もし、わたしが、トイレも更衣室も男性用を使えといわれたらとっても困るし、男湯に入れといわれたら固まってしまうでしょう。服を選ぶとき、性別欄に○をつけるとき、近所や職場に知れたら・・・。心の性と体の性が一致しない人々の苦悩は深刻です。
性同一性障害(GID)当事者の方からうかがいました。戸籍上の性別と生活上の性別が異なることで、就職や家を借りるとき、医療機関にかかるときなどあらゆる場面で困難を伴うこと。性別が記された保険証を用いたくなくて命を落としてしまう人もいること。GIDの治療が保険適用外で、経済的にたいへんなこと。男女の扱いに差がないなら(あるのがおかしい)履歴書など私文書の性別記載も不要だし、本人確認のためなら「男・女」の2択以外にいくらでもテがあるでしょう。

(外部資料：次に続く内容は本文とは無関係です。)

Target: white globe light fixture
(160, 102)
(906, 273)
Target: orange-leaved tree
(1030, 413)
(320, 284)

GID特例法(性同一性障害による戸籍の性別変更を認める法)成立から1年。この16日に施行されたところです。昨年は各地で風が吹き、GIDへの理解はずいぶん進んだように見えますが、偏見や差別は依然として残ったまま。「わたしたちはふつうの女性として(男性として)暮らしたいんです。性同一性障害とか、元カレとしてではなく。」
一段、そしてまた一段、ハードルが低くなるよう働きかけていけたらと思います。